One of the biggest hur­dles to increasing female rep­re­sen­ta­tion in the polit­ical sphere, they noted, was the dif­fi­culty of recruiting women for the job.

“Studies have shown you have to ask a woman at least nine times to run for office before she decides,” said Mass­a­chu­setts Sen. Linda Dorcena Forry. “How many times do you have to ask a man? Once. That is some­thing we have to get over.”

Forry was joined on stage by U.S. Rep. Katherine Clark and Jen­nifer Nas­sour, founder and pres­i­dent of Con­ser­v­a­tive Women for a Better Future. The event was mod­er­ated by Rhon­della Richardson, AS’90, a reporter with WCVB-​​TV.

Monday’s event, titled “Women in Public Office: Chal­lenges, Progress, and Impact,” was co-​​sponsored by the Social Jus­tice Resource Center, a hub of justice-​​minded thinking that works to advance North­eastern stu­dents’ socio-​​political con­scious­ness and pro­duc­tive engage­ment with con­tem­po­rary social issues.

“The Women who Inspire Speaker Series was cre­ated to inspire the next gen­er­a­tion of women leaders by learning from accom­plished women–thought leaders pre­senting their diverse points of view,” Henry J. Nasella, chair of Northeastern’s Board of Trustees, said in his wel­coming remarks.

Improve­ments to gender bal­ance in Congress

One hun­dred and four women are cur­rently serving in the U.S. Con­gress, including Clark, who was elected in 2013. How­ever, women only account for 20 per­cent of Con­gress’ total mem­ber­ship, while they make up more than 50 per­cent of the U.S. population.

“I really believe firmly that our democ­racy is stronger when our rep­re­sen­ta­tives reflect our country,” Clark said.

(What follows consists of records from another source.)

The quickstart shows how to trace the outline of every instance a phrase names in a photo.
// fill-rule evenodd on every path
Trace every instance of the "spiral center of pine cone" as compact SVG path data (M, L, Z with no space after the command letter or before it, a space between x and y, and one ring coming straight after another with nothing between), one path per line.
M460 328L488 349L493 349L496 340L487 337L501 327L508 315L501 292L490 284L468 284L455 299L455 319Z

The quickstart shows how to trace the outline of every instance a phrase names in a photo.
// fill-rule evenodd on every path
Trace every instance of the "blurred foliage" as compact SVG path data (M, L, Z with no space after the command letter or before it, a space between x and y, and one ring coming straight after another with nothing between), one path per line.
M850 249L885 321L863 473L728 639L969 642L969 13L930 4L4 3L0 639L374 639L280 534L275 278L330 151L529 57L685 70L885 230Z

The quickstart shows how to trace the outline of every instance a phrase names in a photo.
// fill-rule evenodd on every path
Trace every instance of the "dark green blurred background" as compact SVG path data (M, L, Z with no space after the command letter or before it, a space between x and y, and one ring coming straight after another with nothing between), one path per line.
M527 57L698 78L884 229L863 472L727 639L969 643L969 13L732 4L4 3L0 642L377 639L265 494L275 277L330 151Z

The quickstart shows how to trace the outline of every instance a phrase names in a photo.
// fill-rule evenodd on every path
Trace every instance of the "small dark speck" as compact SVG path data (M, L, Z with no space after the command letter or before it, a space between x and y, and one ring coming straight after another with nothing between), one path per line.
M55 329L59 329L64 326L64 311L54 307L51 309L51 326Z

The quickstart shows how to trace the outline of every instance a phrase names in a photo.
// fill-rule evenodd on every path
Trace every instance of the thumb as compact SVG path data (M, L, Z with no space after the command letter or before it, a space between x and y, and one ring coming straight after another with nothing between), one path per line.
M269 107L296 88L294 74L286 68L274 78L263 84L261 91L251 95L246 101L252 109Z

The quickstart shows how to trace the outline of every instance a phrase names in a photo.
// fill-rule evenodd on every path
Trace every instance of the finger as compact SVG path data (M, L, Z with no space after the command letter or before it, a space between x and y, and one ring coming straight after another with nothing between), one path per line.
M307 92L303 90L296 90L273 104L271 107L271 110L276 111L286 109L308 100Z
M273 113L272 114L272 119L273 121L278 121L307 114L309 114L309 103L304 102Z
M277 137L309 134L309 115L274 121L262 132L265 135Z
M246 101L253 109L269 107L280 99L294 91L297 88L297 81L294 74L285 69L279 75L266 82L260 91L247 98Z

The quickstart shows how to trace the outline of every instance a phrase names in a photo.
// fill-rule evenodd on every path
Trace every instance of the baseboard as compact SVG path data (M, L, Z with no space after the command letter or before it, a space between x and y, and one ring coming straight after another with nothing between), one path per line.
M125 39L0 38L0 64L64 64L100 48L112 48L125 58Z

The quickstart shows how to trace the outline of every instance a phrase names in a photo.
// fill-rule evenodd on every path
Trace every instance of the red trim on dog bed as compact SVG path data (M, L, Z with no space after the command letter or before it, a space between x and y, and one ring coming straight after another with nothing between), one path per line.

“And our country demo­graphics are not reflected in Con­gress, cer­tainly not in the amount of women or people of color. We need that diver­sity because that is who we are as a people.”

Progress of women in politics

Forry said women have made progress on the polit­ical stage in the last decade, par­tic­u­larly in Mass­a­chu­setts, where four of the Commonwealth’s six con­sti­tu­tional offi­cers are women.

But she added that there is still more work to be done, noting that women need to ingrain them­selves in the com­mu­ni­ties where they live.

“To the stu­dents here, you are going to live in com­mu­ni­ties out­side of North­eastern,” Forry said. “And when you settle in a com­mu­nity it is impor­tant to show up. Knowing your neigh­bors is impor­tant. It shows folks that you care.”

Iden­ti­fying the best opportunity

During the Q&A fol­lowing the panel dis­cus­sion, a stu­dent asked for tips on building a net­work and then run­ning for polit­ical office in a com­mu­nity or state in which they did not grow up.

Nas­sour joked that the stu­dent must have read her biog­raphy, as she was on track to run for the New York State Assembly before moving to Massachusetts.

“You still run,” Nas­sour said. “Run­ning for office and being involved are about the rela­tion­ships you make. Ulti­mately it is about win­ning, but your heart has to be in the right place. You have to want to be there. And those rela­tion­ships will out­stand any polit­ical career you have.”